When I was a high school student, I lived a few blocks from several convenience stores. In Michigan, they're called "party stores." This is presumably because it's where you go when you want to buy stuff so you can go party. (It did cause some confusion when I moved to Virginia, where a party store is where you buy banners and balloons.)

The party store I usually went to was caled Hollywood Market. Hollywood was actually a block or two away from Hollywood Drive, which is the wealthiest neighborhood in downtown Monroe.

Hollywood Market offered pretty much every vice legally available in my hometown at that time. Caffeine? Coffee, Coke, Mountain Dew. Munchies? Sweet or salty, pretty much anything you wanted. Beer, wine, hard liquor. Cigarettes, cigars, chewing tobacco.

When my friends and I got together, it was pretty standard that we would take along some alcoholic beverage with us. Sometimes Paul would get one of his older brothers to buy for us, or Jim (not me, another Jim) would raid his mom's liquor cabinet or steal or otherwise aqcuire a bottle somewhere.

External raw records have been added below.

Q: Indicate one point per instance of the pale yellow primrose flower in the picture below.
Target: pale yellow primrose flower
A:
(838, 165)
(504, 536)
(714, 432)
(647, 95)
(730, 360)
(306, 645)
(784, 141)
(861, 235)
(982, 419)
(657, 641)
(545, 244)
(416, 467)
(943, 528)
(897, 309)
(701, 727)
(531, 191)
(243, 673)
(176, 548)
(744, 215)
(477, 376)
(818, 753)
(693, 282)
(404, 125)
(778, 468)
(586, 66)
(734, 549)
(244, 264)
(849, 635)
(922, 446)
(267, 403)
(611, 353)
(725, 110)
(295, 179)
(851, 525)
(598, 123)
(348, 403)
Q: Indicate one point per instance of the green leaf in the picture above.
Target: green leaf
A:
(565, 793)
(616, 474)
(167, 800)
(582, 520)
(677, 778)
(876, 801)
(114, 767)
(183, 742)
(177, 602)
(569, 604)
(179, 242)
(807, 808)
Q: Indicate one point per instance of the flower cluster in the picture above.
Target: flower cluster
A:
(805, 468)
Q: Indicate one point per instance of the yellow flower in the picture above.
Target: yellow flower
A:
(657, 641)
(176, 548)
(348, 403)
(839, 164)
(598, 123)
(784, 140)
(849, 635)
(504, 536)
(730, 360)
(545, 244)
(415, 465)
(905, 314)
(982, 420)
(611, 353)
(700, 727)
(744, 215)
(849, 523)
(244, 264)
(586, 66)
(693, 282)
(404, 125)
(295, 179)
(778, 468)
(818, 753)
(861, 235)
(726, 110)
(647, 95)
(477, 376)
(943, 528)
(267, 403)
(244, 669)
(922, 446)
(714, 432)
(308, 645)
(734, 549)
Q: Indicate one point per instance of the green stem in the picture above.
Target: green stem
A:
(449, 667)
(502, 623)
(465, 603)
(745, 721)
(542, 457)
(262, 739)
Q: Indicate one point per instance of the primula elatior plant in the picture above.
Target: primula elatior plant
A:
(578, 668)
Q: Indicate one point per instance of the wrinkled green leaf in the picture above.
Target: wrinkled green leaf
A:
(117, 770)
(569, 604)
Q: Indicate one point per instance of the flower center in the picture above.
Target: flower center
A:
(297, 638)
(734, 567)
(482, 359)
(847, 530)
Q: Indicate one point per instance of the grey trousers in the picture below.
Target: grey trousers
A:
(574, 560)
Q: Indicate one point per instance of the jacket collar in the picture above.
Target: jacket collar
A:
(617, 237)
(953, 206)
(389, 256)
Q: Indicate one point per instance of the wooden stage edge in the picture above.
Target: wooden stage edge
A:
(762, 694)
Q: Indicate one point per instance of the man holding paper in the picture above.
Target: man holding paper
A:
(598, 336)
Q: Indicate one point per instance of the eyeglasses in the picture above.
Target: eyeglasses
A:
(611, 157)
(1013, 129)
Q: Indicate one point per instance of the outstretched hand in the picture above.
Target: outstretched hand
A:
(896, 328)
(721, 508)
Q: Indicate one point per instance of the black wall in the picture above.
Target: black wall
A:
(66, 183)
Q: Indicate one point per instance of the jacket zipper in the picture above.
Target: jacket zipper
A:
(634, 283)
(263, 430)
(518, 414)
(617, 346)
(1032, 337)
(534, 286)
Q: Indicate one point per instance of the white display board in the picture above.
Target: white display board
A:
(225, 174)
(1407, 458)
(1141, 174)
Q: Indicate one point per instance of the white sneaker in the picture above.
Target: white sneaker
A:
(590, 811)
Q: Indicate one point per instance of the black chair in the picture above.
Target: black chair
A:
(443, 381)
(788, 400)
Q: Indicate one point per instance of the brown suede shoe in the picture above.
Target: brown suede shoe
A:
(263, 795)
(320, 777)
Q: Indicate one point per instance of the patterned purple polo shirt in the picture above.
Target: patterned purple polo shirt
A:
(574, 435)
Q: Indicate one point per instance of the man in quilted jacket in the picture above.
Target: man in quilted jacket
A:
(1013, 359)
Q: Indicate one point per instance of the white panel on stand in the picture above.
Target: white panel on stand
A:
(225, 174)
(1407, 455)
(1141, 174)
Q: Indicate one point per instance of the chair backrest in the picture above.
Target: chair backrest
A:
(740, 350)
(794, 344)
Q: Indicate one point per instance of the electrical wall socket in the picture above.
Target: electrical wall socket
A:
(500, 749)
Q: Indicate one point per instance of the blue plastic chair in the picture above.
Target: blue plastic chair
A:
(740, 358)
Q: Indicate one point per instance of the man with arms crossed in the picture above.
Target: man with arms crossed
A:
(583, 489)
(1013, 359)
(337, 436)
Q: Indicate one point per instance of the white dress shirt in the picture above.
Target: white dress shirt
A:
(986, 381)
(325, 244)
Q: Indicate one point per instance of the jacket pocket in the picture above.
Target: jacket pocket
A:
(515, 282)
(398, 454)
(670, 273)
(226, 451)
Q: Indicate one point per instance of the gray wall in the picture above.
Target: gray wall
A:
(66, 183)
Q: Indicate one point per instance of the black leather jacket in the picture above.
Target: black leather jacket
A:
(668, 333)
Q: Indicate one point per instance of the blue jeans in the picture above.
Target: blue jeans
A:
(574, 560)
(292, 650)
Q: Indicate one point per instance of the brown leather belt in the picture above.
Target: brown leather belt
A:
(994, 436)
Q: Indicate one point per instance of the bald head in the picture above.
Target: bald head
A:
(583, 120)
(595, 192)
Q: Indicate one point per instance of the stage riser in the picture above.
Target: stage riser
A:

Yeah, the legal drinking age was 21, but determination, money and connections tend to override such trivia.

Hollywood had two cash registers, and the same people were usually running them, a guy on the left and a woman on the right. They were both in their mid-twenties, and I think they were both related to the store's owners.

One night I came in and it wasn't busy, so I started talking to the guy at his register, not about anything in particular, just shooting the breeze, and I mentioned something about high school.

"Oh, seriously?" he said. "Wow, I thought you were about my age."

As soon as he said that, I realized that, at any time prior to my having said that, this guy probably would have sold me hard liquor without carding me. However, now that I'd blurted this out, there was no chance.

A few days went by, and I came in on another slow night, only this time I was talking to the woman at the other register, just shooting the breeze, and ... again.

"Oh, seriously?" she said. "Wow, I thought you were about my age."

I do remember laughing and shaking my head a lot as I walked home that night.